Où sont-ils, ces remparts de Ninive, ces murs de Babylone, ces palais de Persépolis, ces temples de Baalbeck et de Jérusalem ? … Hélas ! je l’ai parcourue, cette terre ravagée ! J’ai visité ces lieux qui furent le théâtre de tant de splendeurs, et je n’ai vu qu’abandon et que solitude. […] Qui sait si sur les rives de la Seine, de la Tamise ou du Zuyderzee, là où maintenant, dans le tourbillon de tant de jouissances, le cœur et les yeux ne peuvent suffire à la multitude des sensations : qui sait si un voyageur comme moi ne s’assoira pas un jour sur de muettes ruines, et ne pleurera pas solitaire sur la cendre des peuples et la mémoire de leur grandeur ?

Puis relisons La Crise de l’Esprit :

Elam, Ninive, Babylone étaient de beaux noms vagues, et la ruine totale de ces mondes avait aussi peu de signification pour nous que leur existence même. Mais France, Angleterre, Russie… ce seraient aussi de beaux noms. Lusitania aussi est un beau nom. Et nous voyons maintenant que l’abîme de l’histoire est assez grand pour tout le monde.

Tout peut être perdu, songe Valéry — et tout l’est peut-être déjà — par la faute des disputes périmées que nous prolongeons.

Les misérables Européens ont mieux aimé jouer aux Armagnacs et aux Bourguignons que de prendre sur toute la terre le grand rôle que les Romains surent prendre.
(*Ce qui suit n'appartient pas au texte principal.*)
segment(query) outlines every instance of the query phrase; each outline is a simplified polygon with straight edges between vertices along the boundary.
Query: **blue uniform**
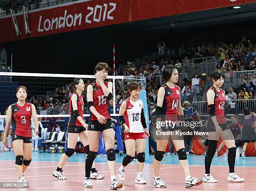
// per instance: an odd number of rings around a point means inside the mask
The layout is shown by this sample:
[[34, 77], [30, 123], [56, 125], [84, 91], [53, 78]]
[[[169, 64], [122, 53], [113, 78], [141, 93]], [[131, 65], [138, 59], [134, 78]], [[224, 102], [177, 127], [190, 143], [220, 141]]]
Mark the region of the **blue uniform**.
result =
[[[115, 113], [119, 113], [119, 109], [120, 109], [120, 106], [115, 106]], [[108, 112], [110, 114], [114, 113], [114, 107], [113, 106], [108, 107]], [[119, 117], [118, 116], [111, 116], [111, 117], [116, 120], [117, 121], [117, 122], [115, 125], [115, 127], [114, 127], [114, 130], [115, 133], [115, 137], [116, 137], [117, 140], [118, 152], [119, 153], [123, 152], [123, 140], [122, 139], [121, 124], [120, 121], [119, 121]]]

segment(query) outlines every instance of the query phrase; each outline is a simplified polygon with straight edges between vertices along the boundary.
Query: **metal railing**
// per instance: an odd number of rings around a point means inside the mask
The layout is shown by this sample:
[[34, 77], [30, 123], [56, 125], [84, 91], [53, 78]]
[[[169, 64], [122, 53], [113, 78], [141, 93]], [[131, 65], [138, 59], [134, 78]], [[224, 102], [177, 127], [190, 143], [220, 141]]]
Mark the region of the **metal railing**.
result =
[[0, 64], [6, 65], [7, 61], [7, 54], [5, 52], [0, 52]]
[[[253, 112], [255, 112], [256, 109], [256, 99], [226, 101], [225, 103], [225, 113], [228, 115], [243, 114], [243, 109], [246, 107], [248, 107]], [[195, 108], [199, 115], [209, 115], [206, 101], [192, 102], [191, 105]]]

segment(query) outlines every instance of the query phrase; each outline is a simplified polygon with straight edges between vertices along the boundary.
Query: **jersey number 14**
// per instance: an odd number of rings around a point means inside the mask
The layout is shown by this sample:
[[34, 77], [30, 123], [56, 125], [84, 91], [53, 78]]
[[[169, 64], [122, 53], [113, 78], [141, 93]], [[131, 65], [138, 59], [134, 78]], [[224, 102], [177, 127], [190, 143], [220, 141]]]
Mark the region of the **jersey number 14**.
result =
[[[174, 102], [175, 103], [174, 103]], [[176, 99], [176, 101], [175, 102], [175, 100], [174, 99], [172, 100], [172, 109], [174, 110], [175, 108], [175, 110], [177, 109], [178, 107], [178, 104], [179, 103], [179, 99]]]

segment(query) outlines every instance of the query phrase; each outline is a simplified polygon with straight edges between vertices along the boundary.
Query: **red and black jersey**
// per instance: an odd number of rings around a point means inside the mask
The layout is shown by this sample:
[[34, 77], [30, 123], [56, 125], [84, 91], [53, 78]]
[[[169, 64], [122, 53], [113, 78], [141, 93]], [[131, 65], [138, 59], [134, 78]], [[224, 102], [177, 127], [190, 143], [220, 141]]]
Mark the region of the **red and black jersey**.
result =
[[174, 85], [174, 88], [166, 84], [162, 86], [164, 88], [165, 94], [162, 106], [162, 115], [165, 116], [165, 120], [178, 120], [177, 108], [180, 100], [179, 87]]
[[[224, 90], [220, 88], [220, 91], [218, 91], [214, 87], [211, 87], [207, 91], [210, 89], [213, 90], [215, 96], [214, 96], [214, 107], [215, 108], [215, 115], [218, 123], [224, 124], [226, 123], [226, 118], [224, 115], [224, 106], [225, 104], [225, 92]], [[207, 101], [207, 107], [208, 112], [209, 107], [208, 101]]]
[[70, 97], [69, 99], [69, 113], [70, 114], [70, 118], [69, 118], [69, 121], [68, 123], [68, 126], [82, 126], [82, 124], [79, 121], [79, 120], [74, 116], [74, 109], [73, 108], [73, 105], [72, 104], [72, 100], [71, 100], [71, 97], [74, 94], [75, 94], [77, 96], [77, 112], [80, 116], [82, 117], [82, 119], [84, 119], [83, 116], [83, 111], [84, 110], [84, 100], [83, 100], [83, 97], [81, 95], [79, 96], [77, 92], [75, 92]]
[[17, 103], [11, 105], [13, 117], [12, 135], [22, 137], [31, 137], [30, 120], [32, 115], [32, 106], [29, 103], [25, 103], [21, 107]]
[[[108, 87], [108, 82], [104, 81], [104, 84]], [[110, 119], [111, 117], [108, 110], [109, 100], [107, 99], [101, 87], [98, 85], [96, 81], [92, 82], [90, 85], [92, 86], [93, 89], [92, 95], [94, 107], [100, 114], [104, 116], [107, 120]], [[97, 120], [98, 119], [93, 113], [92, 113], [89, 117], [89, 120]]]

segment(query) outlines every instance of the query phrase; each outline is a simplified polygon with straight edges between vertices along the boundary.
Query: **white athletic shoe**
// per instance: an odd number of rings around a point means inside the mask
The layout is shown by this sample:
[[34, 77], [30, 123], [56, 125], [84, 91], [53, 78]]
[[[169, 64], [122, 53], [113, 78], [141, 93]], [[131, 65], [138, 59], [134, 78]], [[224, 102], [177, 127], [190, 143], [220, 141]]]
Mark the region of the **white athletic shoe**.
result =
[[185, 188], [190, 188], [193, 186], [200, 185], [202, 181], [202, 179], [201, 178], [195, 178], [191, 177], [187, 181], [185, 181]]
[[104, 175], [101, 175], [99, 173], [92, 173], [90, 176], [91, 180], [101, 180], [105, 178]]
[[63, 174], [62, 174], [62, 171], [60, 172], [59, 171], [55, 171], [52, 173], [52, 175], [54, 176], [57, 178], [58, 178], [61, 180], [67, 180], [67, 177], [63, 176]]
[[215, 153], [215, 154], [214, 154], [214, 156], [213, 156], [213, 158], [215, 158], [215, 157], [217, 157], [218, 156], [218, 153]]
[[121, 169], [121, 167], [119, 168], [119, 172], [118, 175], [118, 178], [120, 181], [124, 181], [125, 179], [125, 172]]
[[83, 184], [84, 185], [84, 188], [92, 188], [93, 187], [92, 186], [92, 183], [91, 181], [91, 180], [90, 178], [84, 178], [84, 182], [83, 183]]
[[220, 155], [220, 157], [226, 158], [228, 157], [228, 154], [225, 153], [223, 155]]
[[229, 175], [228, 176], [228, 181], [239, 182], [243, 182], [244, 181], [244, 178], [239, 177], [236, 173], [233, 175], [231, 176], [230, 176]]
[[160, 178], [157, 179], [154, 178], [152, 184], [157, 188], [165, 188], [167, 187], [167, 186], [166, 186], [165, 183], [161, 180]]
[[205, 182], [207, 182], [208, 183], [216, 183], [217, 182], [217, 180], [215, 179], [210, 174], [207, 175], [206, 176], [204, 175], [203, 181]]
[[116, 190], [118, 188], [123, 188], [123, 183], [121, 182], [119, 182], [115, 179], [111, 182], [110, 190]]
[[139, 184], [146, 184], [147, 183], [147, 182], [144, 179], [142, 176], [138, 177], [137, 176], [135, 178], [135, 183]]

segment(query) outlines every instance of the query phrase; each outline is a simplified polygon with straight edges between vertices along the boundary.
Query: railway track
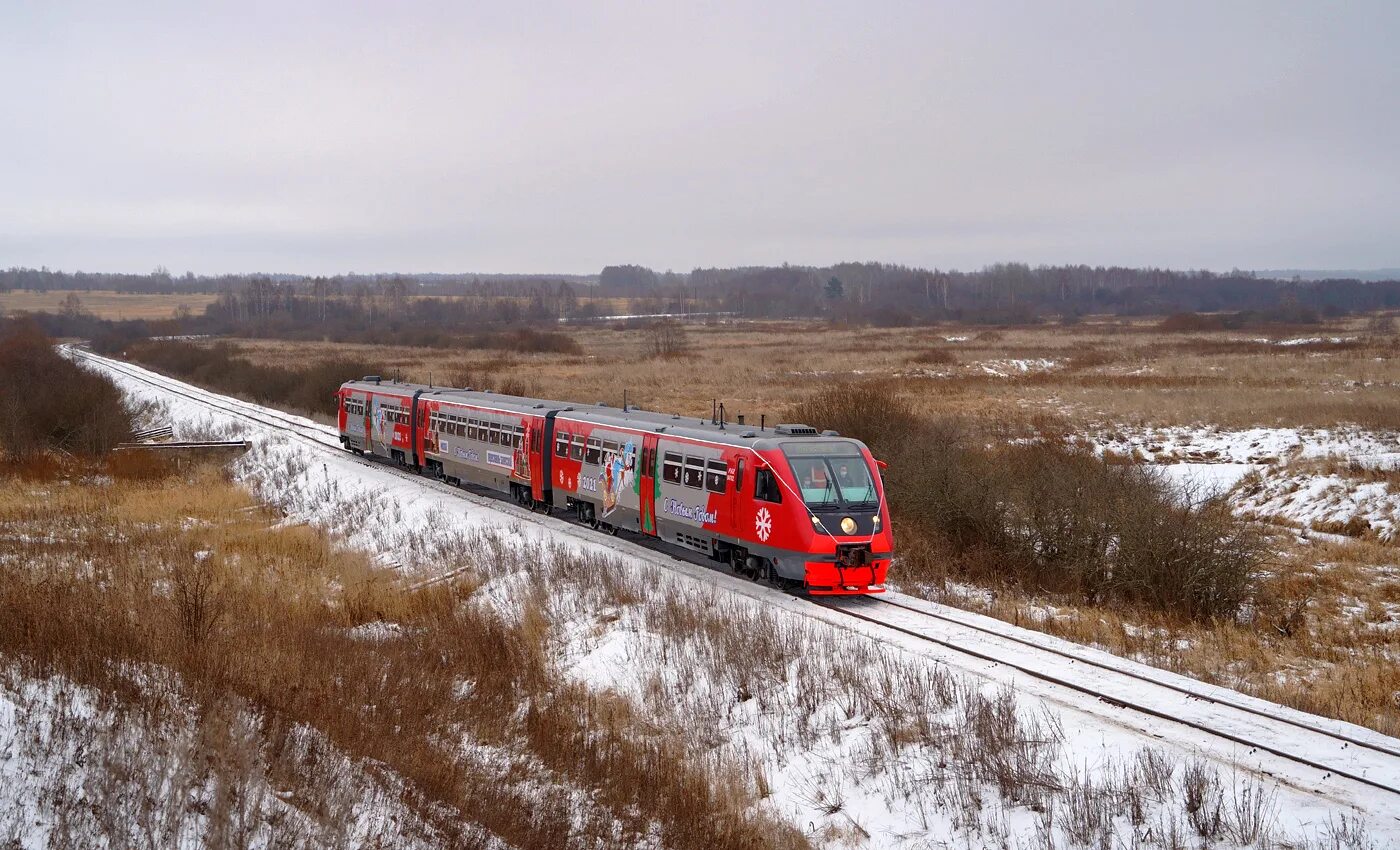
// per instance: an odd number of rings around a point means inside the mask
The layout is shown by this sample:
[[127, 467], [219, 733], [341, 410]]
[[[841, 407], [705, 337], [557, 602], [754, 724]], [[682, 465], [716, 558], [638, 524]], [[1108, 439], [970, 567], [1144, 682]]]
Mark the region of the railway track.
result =
[[[1376, 793], [1389, 797], [1383, 811], [1400, 812], [1400, 741], [1372, 730], [1303, 714], [1155, 668], [1135, 669], [1142, 665], [1121, 658], [1100, 660], [1086, 647], [1061, 648], [1056, 639], [1044, 640], [1035, 633], [1023, 637], [1015, 633], [1019, 629], [1000, 620], [994, 623], [1002, 627], [979, 623], [981, 618], [976, 615], [945, 612], [897, 594], [822, 599], [818, 605], [945, 651], [1007, 667], [1119, 710], [1207, 734], [1245, 748], [1249, 755], [1284, 759], [1306, 769], [1301, 779], [1310, 780], [1315, 791], [1326, 791], [1336, 780], [1357, 783], [1369, 788], [1372, 797]], [[1392, 816], [1400, 821], [1400, 814]]]
[[[339, 437], [333, 431], [305, 419], [230, 399], [122, 361], [99, 357], [76, 346], [63, 347], [73, 357], [162, 392], [290, 434], [342, 459], [441, 489], [445, 494], [472, 499], [505, 515], [547, 524], [552, 531], [589, 543], [636, 546], [650, 560], [658, 560], [657, 556], [661, 556], [675, 564], [714, 569], [701, 563], [699, 557], [679, 557], [640, 542], [629, 545], [573, 522], [542, 517], [490, 494], [452, 487], [386, 462], [351, 455], [340, 447]], [[759, 590], [756, 585], [748, 587]], [[1085, 703], [1098, 703], [1099, 714], [1109, 713], [1117, 723], [1135, 727], [1156, 738], [1169, 737], [1163, 730], [1177, 727], [1194, 732], [1198, 745], [1203, 749], [1214, 749], [1217, 755], [1222, 751], [1221, 744], [1246, 756], [1266, 753], [1271, 758], [1250, 767], [1252, 770], [1338, 801], [1373, 801], [1376, 811], [1387, 812], [1400, 821], [1397, 814], [1400, 812], [1400, 741], [1372, 730], [1303, 714], [1088, 647], [1028, 633], [1000, 620], [900, 594], [791, 601], [801, 605], [798, 611], [830, 612], [822, 618], [827, 622], [857, 620], [864, 625], [865, 632], [903, 636], [906, 639], [903, 646], [914, 640], [937, 647], [942, 654], [953, 653], [963, 660], [972, 660], [970, 664], [963, 664], [967, 668], [974, 668], [977, 664], [1008, 668], [1029, 681], [1079, 696]], [[1093, 711], [1084, 704], [1075, 707]], [[1211, 742], [1215, 744], [1214, 748], [1210, 746]], [[1352, 788], [1338, 787], [1343, 784], [1351, 784]]]

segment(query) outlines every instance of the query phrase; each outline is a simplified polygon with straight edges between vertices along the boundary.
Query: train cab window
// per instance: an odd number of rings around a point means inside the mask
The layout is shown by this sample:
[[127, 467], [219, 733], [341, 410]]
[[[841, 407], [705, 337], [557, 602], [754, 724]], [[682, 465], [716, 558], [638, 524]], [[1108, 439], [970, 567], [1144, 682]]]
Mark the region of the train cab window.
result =
[[696, 490], [704, 486], [704, 458], [686, 458], [686, 472], [680, 483]]
[[707, 461], [704, 469], [704, 489], [711, 493], [724, 493], [725, 478], [729, 466], [724, 461]]
[[753, 473], [753, 497], [759, 501], [783, 501], [783, 492], [778, 490], [778, 479], [771, 469], [759, 469]]
[[661, 465], [661, 478], [671, 482], [672, 485], [680, 483], [680, 455], [673, 452], [665, 454], [665, 464]]

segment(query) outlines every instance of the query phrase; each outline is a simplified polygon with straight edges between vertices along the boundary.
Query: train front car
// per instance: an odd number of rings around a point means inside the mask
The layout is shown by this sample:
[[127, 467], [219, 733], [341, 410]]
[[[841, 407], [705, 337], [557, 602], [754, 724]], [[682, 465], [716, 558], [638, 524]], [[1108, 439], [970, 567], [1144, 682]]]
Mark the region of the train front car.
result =
[[792, 431], [755, 447], [755, 534], [785, 550], [776, 571], [801, 573], [812, 595], [883, 592], [893, 538], [879, 465], [858, 440]]

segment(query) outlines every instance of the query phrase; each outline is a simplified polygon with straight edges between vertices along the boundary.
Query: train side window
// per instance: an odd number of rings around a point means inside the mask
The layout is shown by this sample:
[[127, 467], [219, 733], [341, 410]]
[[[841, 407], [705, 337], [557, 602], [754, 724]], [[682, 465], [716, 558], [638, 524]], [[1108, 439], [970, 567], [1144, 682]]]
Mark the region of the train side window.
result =
[[671, 482], [672, 485], [680, 483], [680, 455], [666, 452], [665, 464], [661, 465], [661, 478]]
[[704, 489], [711, 493], [724, 493], [724, 485], [728, 473], [729, 465], [722, 459], [707, 461], [704, 469]]
[[680, 483], [696, 490], [704, 486], [704, 458], [686, 458], [686, 476]]
[[759, 469], [753, 473], [753, 497], [759, 501], [783, 501], [783, 492], [778, 490], [778, 479], [773, 475], [771, 469]]

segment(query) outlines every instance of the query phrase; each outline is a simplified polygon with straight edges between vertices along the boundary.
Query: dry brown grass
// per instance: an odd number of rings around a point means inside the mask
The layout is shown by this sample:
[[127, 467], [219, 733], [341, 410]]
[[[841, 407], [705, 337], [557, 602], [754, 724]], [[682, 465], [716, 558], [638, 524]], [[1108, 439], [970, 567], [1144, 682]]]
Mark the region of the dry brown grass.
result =
[[[906, 559], [955, 564], [937, 545], [907, 535], [900, 542]], [[1383, 626], [1400, 606], [1396, 550], [1372, 541], [1296, 543], [1291, 535], [1275, 535], [1273, 545], [1282, 555], [1236, 620], [1086, 606], [1009, 584], [987, 592], [953, 570], [920, 588], [1018, 626], [1400, 735], [1400, 629]]]
[[[1035, 413], [1071, 424], [1191, 424], [1224, 427], [1340, 423], [1400, 426], [1400, 357], [1394, 337], [1368, 336], [1364, 319], [1302, 333], [1163, 333], [1151, 319], [1086, 321], [1074, 326], [983, 332], [939, 328], [833, 328], [820, 322], [687, 325], [680, 361], [648, 358], [644, 328], [566, 328], [582, 356], [507, 354], [393, 346], [246, 340], [258, 363], [335, 356], [382, 363], [384, 374], [442, 382], [466, 372], [567, 400], [629, 400], [704, 416], [711, 399], [770, 421], [813, 386], [833, 379], [899, 378], [924, 413], [1025, 420]], [[1254, 342], [1274, 336], [1355, 336], [1320, 346]], [[948, 342], [949, 337], [966, 337]], [[946, 353], [946, 356], [945, 356]], [[1011, 360], [1056, 367], [998, 377]], [[1002, 370], [1005, 371], [1005, 370]]]
[[[1400, 427], [1394, 337], [1371, 333], [1365, 318], [1277, 333], [1163, 333], [1152, 325], [1154, 319], [1113, 319], [997, 332], [956, 326], [847, 329], [813, 322], [690, 325], [690, 353], [669, 363], [645, 357], [644, 330], [610, 328], [570, 329], [584, 349], [581, 357], [238, 344], [265, 363], [351, 353], [384, 363], [386, 374], [413, 379], [433, 372], [441, 381], [444, 364], [455, 364], [469, 371], [476, 385], [522, 381], [532, 392], [570, 400], [620, 403], [626, 388], [634, 403], [694, 416], [708, 414], [710, 400], [720, 398], [731, 413], [746, 413], [750, 421], [763, 412], [769, 421], [783, 419], [813, 388], [834, 379], [900, 375], [899, 385], [916, 413], [963, 416], [988, 440], [1117, 423]], [[1315, 336], [1357, 339], [1273, 344]], [[1271, 342], [1259, 342], [1261, 337]], [[941, 354], [924, 356], [944, 350], [953, 354], [953, 363], [944, 363]], [[994, 377], [981, 368], [1016, 358], [1063, 365], [1012, 377]], [[1389, 482], [1393, 473], [1357, 471], [1350, 476]], [[896, 535], [906, 553], [920, 546], [899, 528]], [[1193, 625], [1147, 611], [1018, 594], [1008, 587], [993, 588], [994, 602], [986, 602], [981, 592], [958, 592], [956, 585], [945, 591], [937, 581], [931, 592], [1267, 699], [1400, 732], [1400, 633], [1364, 626], [1366, 616], [1375, 618], [1387, 601], [1396, 601], [1394, 580], [1386, 570], [1400, 555], [1373, 542], [1358, 542], [1354, 552], [1331, 550], [1330, 543], [1295, 543], [1291, 535], [1278, 535], [1275, 545], [1280, 563], [1263, 577], [1257, 604], [1249, 609], [1253, 616], [1238, 623]], [[1330, 566], [1317, 569], [1319, 563]], [[1308, 686], [1299, 686], [1303, 681]]]
[[0, 293], [0, 315], [11, 312], [62, 312], [63, 301], [77, 295], [83, 311], [99, 319], [169, 319], [181, 307], [200, 314], [218, 300], [216, 293], [115, 293], [111, 290], [13, 290]]
[[[469, 825], [517, 847], [636, 843], [652, 829], [673, 847], [805, 844], [749, 808], [748, 776], [564, 679], [542, 608], [508, 620], [475, 604], [469, 581], [406, 590], [213, 468], [101, 472], [0, 487], [0, 653], [41, 675], [158, 713], [169, 695], [133, 692], [112, 662], [154, 664], [199, 703], [259, 710], [263, 746], [308, 724], [402, 776], [452, 846], [473, 844]], [[399, 636], [349, 632], [377, 620]]]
Ce que Valéry voit très bien, c’est que la politique de nos États-nations, qui refusent toute espèce d’union sous le prétexte de leur « souveraineté » — d’ailleurs de plus en plus fictive — cette politique est aussi sotte que naïve :

Il n’y aura rien eu de plus sot dans toute l’histoire que la concurrence européenne en matière politique et économique… Pendant que les efforts des meilleures têtes de l’Europe constituaient un capital immense de savoir utilisable, la tradition naïve de la politique historique de convoitise et d’arrière-pensées se poursuivait, et cet esprit de « Petits-Européens » livrait, par une sorte de trahison, à ceux mêmes qu’on entendait dominer, les méthodes et les instruments de puissance.

À cause de nos nationalismes et de leur concurrence insane, qui réduit chacun d’eux à l’impuissance, il faut prévoir que nous préférerons aux sacrifices individuels raisonnables l’abjecte démission générale et rentable :

L’Europe aspire visiblement à être gouvernée par une commission américaine. Toute sa politique s’y dirige.

Valéry n’a peut-être pas envisagé que l’État-nation était notre malheur fondamental. Et il n’a pas vécu pour constater que nos Armagnacs et Bourguignons seraient un jour nos Byzantins de gauche et de droite communiant dans le culte de la nation souveraine. (Communistes et gaullistes contre l’Europe intégrée.) Mais il a été le premier, et le seul écrivain français de premier rang, au xxe siècle, à réfléchir sur les destins de l’Europe, sur certaines « circonstances permanentes de nos vies » dont il reste à souhaiter que l’interruption brusque ne soit pas seule capable de nous réveiller, car il serait trop tard.